Can it convert html files into epub format also? EPUB format works better in E-readers/ kindle etc.

Isn’t EPUB essentially just html (with images and css zipped up)?

In general, EPUB is a reflowable content, not paged content. There are quite a lot of tools that convert from markdown or html to epub. For use from within Julia, Pandoc.jl is one option.

Plutobook.jl is for converting from html to png/pdf.

2 Likes

I could not get good EPUB file for latest Julia documentation.

Interesting. The name is quite bit puzzling, as one would expect this package to be able to generate well formatted pdfs from Pluto.jl files. But as the name comes from the plutobook C++ project, it appears to be legitimate.

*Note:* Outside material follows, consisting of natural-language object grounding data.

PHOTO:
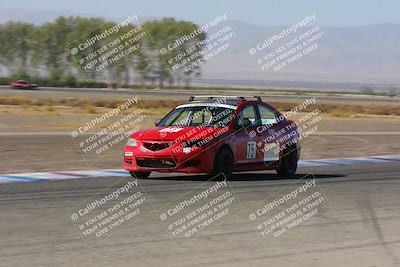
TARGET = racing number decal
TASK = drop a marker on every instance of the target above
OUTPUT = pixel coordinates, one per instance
(251, 150)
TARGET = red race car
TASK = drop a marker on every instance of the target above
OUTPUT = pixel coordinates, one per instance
(213, 135)
(21, 84)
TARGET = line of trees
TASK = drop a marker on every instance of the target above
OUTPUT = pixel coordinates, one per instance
(40, 53)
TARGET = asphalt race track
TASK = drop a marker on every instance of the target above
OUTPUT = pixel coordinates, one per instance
(361, 229)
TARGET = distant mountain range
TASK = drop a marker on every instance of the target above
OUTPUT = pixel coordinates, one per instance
(361, 54)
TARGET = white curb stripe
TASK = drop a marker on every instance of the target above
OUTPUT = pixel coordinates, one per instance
(61, 175)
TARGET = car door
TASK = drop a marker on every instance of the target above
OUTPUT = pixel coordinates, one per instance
(269, 132)
(245, 142)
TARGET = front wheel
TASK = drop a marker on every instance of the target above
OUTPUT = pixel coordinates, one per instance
(140, 175)
(223, 163)
(288, 164)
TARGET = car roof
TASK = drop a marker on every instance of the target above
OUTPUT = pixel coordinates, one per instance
(223, 99)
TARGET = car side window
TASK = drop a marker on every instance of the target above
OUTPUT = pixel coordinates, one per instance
(248, 113)
(267, 116)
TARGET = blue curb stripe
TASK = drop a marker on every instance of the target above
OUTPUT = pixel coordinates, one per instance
(61, 175)
(22, 178)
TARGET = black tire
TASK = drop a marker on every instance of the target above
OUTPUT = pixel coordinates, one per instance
(288, 164)
(140, 175)
(223, 163)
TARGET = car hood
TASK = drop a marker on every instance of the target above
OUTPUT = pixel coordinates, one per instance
(171, 133)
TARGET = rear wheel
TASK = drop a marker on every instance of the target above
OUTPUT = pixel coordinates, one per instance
(288, 164)
(223, 163)
(140, 175)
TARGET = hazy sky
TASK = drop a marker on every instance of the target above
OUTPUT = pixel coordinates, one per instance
(258, 12)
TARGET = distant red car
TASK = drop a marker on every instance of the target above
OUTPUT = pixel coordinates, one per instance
(21, 84)
(214, 135)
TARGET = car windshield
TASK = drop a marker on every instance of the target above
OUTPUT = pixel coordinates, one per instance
(207, 116)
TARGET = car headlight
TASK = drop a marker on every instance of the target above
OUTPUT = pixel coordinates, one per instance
(194, 143)
(131, 142)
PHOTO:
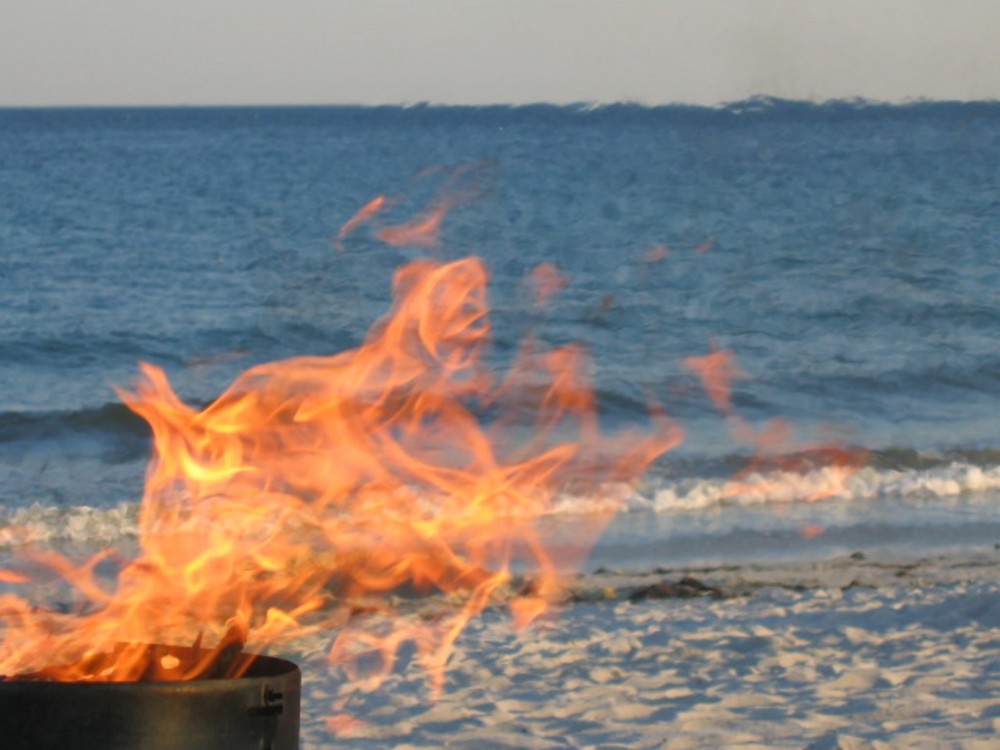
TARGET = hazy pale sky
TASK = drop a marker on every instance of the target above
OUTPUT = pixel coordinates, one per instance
(80, 52)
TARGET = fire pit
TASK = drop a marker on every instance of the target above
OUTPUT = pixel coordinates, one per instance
(257, 711)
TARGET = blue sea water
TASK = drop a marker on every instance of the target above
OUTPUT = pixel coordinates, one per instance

I think this should be explained in the readme (I contemplate a PR on this).
Nevertheless, it is interesting how this can work together with Pluto.jl, I tried:

  • html files directly generated by Pluto.jl end up in empty pages
  • html files created with PlutoStaticHTML.jl appear to render well. LaTeX formulas are rendered just as raw LaTeX, the reason for this of course is that plutobook does not support javascript. However, the first todo item in the plutobook README is the addition of some lightweight javascript engine. If this would support KaTeX, we could get a reasonable workflow with Pluto.jl notebooks.

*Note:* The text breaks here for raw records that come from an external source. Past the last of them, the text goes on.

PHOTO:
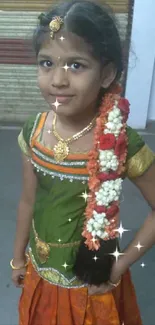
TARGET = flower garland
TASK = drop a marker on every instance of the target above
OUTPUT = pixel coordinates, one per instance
(105, 167)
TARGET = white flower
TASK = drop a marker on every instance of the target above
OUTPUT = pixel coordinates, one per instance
(109, 192)
(108, 160)
(89, 228)
(99, 233)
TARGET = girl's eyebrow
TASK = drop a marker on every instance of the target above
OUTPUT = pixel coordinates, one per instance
(71, 58)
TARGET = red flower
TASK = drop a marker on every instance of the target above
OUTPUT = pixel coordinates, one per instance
(124, 106)
(107, 141)
(112, 211)
(93, 155)
(121, 145)
(93, 183)
(106, 177)
(100, 209)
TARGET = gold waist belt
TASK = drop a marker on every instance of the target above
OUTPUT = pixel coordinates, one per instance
(43, 248)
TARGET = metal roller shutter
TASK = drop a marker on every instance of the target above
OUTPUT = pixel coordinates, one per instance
(19, 94)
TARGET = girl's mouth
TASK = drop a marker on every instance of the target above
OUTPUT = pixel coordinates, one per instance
(62, 98)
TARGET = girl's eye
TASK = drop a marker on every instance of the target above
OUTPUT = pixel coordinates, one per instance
(76, 66)
(45, 64)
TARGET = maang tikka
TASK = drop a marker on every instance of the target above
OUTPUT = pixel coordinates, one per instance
(55, 25)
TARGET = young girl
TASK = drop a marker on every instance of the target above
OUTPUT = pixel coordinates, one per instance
(75, 157)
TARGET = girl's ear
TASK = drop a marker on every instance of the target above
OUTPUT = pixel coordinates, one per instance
(109, 73)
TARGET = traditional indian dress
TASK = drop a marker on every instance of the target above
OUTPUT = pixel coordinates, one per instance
(52, 294)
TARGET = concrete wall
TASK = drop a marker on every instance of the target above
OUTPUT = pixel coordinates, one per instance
(141, 66)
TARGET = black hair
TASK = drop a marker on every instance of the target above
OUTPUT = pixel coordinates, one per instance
(94, 23)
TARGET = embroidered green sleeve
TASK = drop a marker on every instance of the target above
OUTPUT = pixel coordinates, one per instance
(24, 136)
(140, 157)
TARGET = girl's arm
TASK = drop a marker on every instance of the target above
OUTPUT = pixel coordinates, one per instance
(146, 234)
(25, 212)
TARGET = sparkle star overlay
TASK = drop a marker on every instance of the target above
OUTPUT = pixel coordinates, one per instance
(65, 265)
(66, 67)
(143, 265)
(116, 254)
(121, 230)
(62, 38)
(85, 196)
(56, 104)
(139, 246)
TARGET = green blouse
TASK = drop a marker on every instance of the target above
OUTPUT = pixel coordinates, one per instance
(59, 208)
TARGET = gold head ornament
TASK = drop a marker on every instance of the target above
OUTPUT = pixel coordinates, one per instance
(55, 25)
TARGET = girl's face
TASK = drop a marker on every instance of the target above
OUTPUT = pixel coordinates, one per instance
(68, 72)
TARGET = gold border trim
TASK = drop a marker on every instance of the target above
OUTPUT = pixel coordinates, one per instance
(23, 145)
(140, 162)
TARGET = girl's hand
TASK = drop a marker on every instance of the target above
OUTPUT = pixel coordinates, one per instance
(100, 290)
(19, 275)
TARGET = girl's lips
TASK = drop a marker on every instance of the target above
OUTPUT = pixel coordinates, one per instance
(63, 99)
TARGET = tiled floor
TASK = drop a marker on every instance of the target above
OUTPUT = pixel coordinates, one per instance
(133, 212)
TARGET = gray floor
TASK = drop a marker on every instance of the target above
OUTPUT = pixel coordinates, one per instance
(133, 213)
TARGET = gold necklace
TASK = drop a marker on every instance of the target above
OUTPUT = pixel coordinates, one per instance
(61, 149)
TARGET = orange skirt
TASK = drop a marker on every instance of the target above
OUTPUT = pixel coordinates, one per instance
(42, 303)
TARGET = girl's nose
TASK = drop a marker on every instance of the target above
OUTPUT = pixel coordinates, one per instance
(59, 77)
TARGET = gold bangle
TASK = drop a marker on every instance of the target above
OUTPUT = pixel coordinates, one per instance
(114, 284)
(21, 267)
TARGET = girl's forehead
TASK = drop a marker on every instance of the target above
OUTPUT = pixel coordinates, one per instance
(64, 44)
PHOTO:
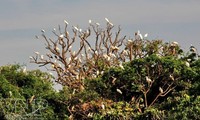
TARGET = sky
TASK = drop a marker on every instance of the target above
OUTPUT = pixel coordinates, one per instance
(21, 20)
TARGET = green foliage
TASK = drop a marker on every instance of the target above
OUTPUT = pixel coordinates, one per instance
(28, 95)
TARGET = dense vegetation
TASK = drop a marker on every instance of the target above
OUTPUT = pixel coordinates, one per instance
(150, 80)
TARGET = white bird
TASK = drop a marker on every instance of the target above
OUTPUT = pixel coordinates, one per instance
(37, 53)
(102, 106)
(119, 91)
(24, 70)
(66, 22)
(74, 53)
(30, 57)
(145, 35)
(97, 24)
(187, 64)
(75, 28)
(121, 66)
(161, 90)
(10, 93)
(42, 57)
(171, 77)
(61, 36)
(175, 43)
(138, 36)
(57, 49)
(90, 21)
(37, 37)
(107, 20)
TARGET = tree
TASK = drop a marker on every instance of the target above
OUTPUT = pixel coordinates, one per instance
(28, 94)
(111, 77)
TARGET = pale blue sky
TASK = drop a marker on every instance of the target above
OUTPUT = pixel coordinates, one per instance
(21, 20)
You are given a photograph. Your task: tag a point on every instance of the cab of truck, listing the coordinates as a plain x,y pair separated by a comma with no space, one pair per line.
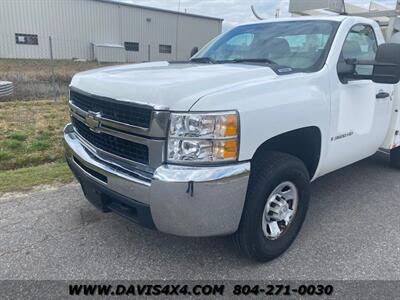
228,142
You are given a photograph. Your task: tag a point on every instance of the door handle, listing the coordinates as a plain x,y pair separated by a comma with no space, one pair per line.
382,95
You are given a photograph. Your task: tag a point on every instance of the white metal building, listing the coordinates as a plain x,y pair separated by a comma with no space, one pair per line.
100,29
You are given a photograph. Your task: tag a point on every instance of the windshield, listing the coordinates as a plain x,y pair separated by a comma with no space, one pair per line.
299,45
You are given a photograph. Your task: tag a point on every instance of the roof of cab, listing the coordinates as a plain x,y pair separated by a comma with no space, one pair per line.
313,18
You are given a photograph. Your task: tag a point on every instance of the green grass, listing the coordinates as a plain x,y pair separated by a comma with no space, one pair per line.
18,136
25,178
31,133
31,149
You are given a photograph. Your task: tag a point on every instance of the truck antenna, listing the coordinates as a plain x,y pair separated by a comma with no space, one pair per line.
255,13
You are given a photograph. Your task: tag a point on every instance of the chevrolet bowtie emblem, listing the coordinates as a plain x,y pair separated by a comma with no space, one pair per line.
93,120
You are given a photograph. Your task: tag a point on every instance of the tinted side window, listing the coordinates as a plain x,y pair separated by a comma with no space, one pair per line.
360,44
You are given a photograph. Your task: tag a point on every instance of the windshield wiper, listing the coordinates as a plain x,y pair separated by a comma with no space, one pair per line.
203,60
251,60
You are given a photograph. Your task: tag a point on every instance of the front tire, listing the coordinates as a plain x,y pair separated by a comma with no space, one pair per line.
276,206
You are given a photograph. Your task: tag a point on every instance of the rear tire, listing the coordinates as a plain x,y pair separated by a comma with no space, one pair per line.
395,157
257,237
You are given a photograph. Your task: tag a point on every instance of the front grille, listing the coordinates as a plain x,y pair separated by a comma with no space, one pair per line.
114,110
112,144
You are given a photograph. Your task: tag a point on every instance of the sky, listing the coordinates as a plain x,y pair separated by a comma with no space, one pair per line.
235,12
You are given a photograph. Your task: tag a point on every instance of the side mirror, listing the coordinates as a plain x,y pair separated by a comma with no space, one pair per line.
387,64
194,51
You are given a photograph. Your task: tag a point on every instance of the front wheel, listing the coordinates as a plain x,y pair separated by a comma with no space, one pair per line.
276,205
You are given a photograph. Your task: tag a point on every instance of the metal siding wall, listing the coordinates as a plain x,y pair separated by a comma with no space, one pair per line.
75,24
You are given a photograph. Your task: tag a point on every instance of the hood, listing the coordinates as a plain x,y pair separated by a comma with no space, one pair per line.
174,86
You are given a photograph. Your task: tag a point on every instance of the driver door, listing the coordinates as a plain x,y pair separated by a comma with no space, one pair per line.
360,108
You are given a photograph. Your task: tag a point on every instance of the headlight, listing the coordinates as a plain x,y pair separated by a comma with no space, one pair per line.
203,137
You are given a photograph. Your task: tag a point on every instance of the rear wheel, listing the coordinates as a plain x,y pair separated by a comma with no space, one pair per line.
276,205
395,157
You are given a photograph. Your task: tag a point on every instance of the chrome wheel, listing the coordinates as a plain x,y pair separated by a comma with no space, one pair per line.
280,209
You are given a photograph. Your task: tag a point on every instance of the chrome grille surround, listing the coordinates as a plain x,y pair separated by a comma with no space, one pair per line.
153,137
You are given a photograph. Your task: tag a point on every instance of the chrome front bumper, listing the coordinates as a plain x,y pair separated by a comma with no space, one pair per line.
185,201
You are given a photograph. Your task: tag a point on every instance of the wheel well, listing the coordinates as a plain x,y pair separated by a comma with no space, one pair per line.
304,143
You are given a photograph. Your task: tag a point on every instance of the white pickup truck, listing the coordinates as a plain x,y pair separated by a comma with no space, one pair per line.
228,142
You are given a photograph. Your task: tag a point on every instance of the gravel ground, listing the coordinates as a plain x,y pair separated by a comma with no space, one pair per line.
352,231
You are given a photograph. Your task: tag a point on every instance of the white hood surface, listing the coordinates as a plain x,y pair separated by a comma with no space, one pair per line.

Will put this onto my watch list.

4 Likes

The Typstry.jl Julia Typst wrapper probably deserves a mention here - much more lightweight than a LaTeX installation and high-quality rendering.

5 Likes

Pandoc.jl wraps the Swiss Army Knife of format converters.

2 Likes

But now I want to know what your thoughts are on this as someone also obsessed with dynamically preparing documents…

Thanks a lot for this package!

I created two issues.

1 Like

[quote=“j-fu, post:5, topic:132641”]
I think this should be explained in the readme (I contemplate a PR on this).
[/quote]

This is mentioned in a note at the end of the package readme.

Yes, indeed. There is also Tectonic.jl

Indeed, Pandoc is an amazing piece of software, but natively it writes .tex files. You then need a TeX implementation to actually create the PDF. Pandoc can call it, but you need to install it separately. Admittedly, this probably gives you the best fidelity in creating documents.

Yes, indeed. There is also Tectonic.jl

Thanks, I didn’t know that one yet.

This could also be nice for visual reference tests of html content in CI, as it can render to png. You can always string compare html but you might make changes that are not supposed to change the visual output and this way you could ensure that

1 Like

Yeah, full TeX is a monster. You can ameliorate with TinyTex, which provides the pdf engines without all the packages.